Caro Babbo Natale

Giusi Cavallo

Caro Babbo Natale mi chiamo Marcello e ti scrivo dalla Basilicata. Oggi per la merenda ho invitato a casa il mio amichetto Matteo, quello che vedi accanto a me nella foto. Oggi lui è un po’ triste perché dei bambini cattivi gli hanno rubato la sua macchinina preferita. Era davvero bella, lo so perché c’ero salito; sapessi come abbiamo sfrecciato su quel bolide! Andando a destra e a manca abbiamo distribuito sorrisi, promesse e poltrone. Queste ultime di buona fattura e corredate di un kit contenente colla speciale per fare in modo che chi ci si sarebbe seduto non scivolasse. E’ vero abbiamo detto qualche bugia ma, giurin giurello, lo abbiamo fatto a fin di bene, per far credere agli italiani e ai lucani che fosse tutto a posto e non farli preoccupare.

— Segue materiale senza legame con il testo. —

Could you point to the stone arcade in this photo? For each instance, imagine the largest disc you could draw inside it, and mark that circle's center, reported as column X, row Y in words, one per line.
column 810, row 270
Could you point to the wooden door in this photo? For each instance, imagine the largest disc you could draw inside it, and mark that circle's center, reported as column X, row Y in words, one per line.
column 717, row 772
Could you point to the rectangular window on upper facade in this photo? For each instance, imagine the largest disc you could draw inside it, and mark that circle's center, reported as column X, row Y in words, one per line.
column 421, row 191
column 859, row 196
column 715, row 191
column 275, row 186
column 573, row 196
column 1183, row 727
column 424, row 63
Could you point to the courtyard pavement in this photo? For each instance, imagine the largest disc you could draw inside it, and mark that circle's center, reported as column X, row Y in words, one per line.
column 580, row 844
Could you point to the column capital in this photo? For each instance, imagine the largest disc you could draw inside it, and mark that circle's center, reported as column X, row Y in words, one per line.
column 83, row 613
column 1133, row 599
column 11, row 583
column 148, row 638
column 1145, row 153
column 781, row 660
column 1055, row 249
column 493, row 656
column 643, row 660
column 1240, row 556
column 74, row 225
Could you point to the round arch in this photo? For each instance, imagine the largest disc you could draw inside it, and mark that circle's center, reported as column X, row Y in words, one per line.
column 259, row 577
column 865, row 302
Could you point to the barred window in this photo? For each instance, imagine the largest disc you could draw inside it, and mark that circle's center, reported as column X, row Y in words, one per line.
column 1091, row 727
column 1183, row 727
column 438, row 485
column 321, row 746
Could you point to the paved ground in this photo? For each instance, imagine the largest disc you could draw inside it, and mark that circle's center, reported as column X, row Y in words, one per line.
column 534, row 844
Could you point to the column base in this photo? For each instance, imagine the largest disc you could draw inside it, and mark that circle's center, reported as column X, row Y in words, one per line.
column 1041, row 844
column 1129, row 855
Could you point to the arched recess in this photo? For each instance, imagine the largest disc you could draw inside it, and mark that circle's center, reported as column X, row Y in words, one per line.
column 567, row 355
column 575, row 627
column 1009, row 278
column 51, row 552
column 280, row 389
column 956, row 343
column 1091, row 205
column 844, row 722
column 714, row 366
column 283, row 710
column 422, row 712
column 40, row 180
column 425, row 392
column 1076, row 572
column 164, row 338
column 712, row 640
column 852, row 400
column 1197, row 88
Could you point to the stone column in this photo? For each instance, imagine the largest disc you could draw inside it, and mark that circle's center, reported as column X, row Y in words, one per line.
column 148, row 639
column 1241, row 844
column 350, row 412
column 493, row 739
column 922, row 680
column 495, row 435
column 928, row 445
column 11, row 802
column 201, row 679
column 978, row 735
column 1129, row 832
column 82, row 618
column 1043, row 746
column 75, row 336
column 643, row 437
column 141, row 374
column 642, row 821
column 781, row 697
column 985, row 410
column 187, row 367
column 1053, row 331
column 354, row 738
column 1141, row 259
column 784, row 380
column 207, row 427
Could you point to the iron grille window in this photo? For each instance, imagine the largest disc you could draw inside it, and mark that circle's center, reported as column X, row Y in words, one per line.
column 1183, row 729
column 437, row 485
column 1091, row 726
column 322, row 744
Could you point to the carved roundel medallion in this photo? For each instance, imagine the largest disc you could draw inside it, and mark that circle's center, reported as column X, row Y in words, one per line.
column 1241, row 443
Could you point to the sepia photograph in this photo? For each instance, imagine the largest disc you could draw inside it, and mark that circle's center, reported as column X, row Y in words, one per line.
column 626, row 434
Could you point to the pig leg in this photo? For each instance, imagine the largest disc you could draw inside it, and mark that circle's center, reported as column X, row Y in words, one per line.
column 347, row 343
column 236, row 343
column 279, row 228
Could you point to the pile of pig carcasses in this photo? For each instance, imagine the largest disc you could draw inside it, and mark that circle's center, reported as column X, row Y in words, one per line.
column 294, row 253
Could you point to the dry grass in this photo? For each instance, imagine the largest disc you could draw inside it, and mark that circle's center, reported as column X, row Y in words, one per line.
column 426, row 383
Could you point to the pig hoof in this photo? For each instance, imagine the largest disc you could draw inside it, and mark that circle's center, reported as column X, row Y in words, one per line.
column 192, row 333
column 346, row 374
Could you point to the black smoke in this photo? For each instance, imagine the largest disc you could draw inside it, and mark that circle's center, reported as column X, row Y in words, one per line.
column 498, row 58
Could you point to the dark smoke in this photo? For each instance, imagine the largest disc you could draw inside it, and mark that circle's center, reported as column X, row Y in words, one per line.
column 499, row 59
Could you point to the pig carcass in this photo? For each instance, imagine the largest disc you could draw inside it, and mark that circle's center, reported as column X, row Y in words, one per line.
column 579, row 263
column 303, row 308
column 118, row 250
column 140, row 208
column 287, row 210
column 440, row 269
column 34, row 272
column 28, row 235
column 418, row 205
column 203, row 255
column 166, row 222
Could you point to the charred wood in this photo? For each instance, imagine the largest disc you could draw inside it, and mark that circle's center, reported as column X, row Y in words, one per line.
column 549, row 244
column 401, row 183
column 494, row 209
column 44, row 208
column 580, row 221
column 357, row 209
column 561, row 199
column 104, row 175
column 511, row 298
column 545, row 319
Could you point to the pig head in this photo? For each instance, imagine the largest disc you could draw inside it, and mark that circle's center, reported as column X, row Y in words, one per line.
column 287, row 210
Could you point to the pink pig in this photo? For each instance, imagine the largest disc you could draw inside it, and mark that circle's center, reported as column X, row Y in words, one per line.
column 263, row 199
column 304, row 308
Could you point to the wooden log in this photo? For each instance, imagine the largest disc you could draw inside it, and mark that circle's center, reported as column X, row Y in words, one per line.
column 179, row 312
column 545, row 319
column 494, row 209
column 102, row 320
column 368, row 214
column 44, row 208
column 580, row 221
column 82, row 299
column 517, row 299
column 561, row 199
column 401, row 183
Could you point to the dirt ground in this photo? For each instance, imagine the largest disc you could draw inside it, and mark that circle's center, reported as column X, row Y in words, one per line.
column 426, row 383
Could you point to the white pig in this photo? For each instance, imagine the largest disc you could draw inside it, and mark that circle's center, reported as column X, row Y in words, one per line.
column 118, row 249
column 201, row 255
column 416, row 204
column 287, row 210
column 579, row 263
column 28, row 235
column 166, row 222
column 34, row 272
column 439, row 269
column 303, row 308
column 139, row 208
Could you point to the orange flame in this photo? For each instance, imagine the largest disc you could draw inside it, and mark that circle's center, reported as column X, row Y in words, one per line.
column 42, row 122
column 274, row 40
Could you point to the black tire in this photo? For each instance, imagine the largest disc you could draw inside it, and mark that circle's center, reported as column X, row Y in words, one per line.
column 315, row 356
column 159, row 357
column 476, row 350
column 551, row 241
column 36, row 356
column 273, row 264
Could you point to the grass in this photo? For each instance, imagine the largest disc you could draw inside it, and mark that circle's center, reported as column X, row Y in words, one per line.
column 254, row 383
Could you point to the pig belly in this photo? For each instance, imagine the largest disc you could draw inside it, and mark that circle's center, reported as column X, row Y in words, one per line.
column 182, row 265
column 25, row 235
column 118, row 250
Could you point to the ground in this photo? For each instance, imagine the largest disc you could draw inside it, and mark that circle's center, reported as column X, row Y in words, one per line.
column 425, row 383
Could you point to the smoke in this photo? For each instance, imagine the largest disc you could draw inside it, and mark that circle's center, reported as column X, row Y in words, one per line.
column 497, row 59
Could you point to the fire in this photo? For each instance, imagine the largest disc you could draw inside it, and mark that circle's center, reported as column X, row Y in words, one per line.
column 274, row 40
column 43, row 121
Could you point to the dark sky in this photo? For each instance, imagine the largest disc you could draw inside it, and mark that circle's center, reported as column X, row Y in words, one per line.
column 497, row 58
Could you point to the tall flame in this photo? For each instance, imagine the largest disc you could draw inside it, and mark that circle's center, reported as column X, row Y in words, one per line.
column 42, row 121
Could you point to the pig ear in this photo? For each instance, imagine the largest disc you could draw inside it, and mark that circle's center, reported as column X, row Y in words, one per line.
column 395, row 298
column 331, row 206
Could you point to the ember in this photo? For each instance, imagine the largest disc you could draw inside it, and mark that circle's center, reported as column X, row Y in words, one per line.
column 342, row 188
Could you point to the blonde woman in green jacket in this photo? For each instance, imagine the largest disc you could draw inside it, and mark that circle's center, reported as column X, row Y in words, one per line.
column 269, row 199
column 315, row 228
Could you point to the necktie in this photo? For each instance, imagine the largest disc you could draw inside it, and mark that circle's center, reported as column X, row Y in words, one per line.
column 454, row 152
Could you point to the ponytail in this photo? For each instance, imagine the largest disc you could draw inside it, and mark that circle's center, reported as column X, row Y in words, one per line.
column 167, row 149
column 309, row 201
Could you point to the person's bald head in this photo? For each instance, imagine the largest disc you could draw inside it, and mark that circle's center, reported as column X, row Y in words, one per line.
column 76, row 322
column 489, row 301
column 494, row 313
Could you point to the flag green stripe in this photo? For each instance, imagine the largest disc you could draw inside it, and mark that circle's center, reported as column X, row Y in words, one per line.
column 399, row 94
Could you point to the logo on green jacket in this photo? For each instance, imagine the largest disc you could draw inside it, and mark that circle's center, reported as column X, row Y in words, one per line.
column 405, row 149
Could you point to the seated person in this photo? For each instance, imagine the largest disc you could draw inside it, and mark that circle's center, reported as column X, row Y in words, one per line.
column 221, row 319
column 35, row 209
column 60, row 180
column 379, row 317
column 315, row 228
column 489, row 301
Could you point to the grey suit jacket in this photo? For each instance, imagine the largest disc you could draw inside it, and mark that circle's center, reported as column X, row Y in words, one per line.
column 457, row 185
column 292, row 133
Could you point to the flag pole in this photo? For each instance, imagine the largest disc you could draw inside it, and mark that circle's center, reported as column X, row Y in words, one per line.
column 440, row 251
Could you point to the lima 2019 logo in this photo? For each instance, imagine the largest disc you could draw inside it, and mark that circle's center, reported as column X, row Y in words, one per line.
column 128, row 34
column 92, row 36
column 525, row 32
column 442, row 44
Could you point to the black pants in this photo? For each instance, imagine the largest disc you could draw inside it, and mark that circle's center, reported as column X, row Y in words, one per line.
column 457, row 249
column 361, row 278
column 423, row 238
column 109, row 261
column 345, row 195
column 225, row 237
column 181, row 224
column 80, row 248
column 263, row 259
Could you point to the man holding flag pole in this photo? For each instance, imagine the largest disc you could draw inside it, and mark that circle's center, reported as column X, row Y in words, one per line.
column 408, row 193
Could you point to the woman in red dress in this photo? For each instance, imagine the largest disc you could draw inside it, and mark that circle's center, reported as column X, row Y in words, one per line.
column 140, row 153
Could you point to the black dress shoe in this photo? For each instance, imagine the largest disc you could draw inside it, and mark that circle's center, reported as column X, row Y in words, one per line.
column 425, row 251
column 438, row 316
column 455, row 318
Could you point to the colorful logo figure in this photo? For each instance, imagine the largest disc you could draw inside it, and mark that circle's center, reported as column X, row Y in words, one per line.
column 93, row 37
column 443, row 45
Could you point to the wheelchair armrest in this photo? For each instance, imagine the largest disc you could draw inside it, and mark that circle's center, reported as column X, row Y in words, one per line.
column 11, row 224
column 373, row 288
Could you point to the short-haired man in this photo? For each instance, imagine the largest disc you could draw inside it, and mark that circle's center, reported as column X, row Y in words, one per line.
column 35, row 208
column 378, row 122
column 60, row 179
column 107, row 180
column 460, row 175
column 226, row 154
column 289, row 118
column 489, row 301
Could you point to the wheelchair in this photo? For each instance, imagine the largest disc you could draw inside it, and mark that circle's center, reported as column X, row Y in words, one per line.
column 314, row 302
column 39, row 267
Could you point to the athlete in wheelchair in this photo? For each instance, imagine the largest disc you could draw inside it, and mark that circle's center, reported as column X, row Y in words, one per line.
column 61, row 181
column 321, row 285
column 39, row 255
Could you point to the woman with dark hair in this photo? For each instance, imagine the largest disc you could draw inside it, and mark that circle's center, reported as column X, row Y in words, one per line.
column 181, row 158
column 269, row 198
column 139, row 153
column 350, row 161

Sì, lo ammetto, abbiamo sperperato un po’ di soldini non nostri, ma te lo giuro B. N., lo abbiamo fatto solo perché c’erano persone che tenevano famiglia e noi non siamo egoisti.
E a proposito di famiglia, caro Babbo Natale, io pure la tengo ma adesso che Matteo non c’ha più la macchinina sono rimasto a piedi, per questo non ti chiedo regali ma di farmi salire sul tuo carro, ops…slitta, così ti aiuto a distribuire i doni ché io quello lo so fare bene.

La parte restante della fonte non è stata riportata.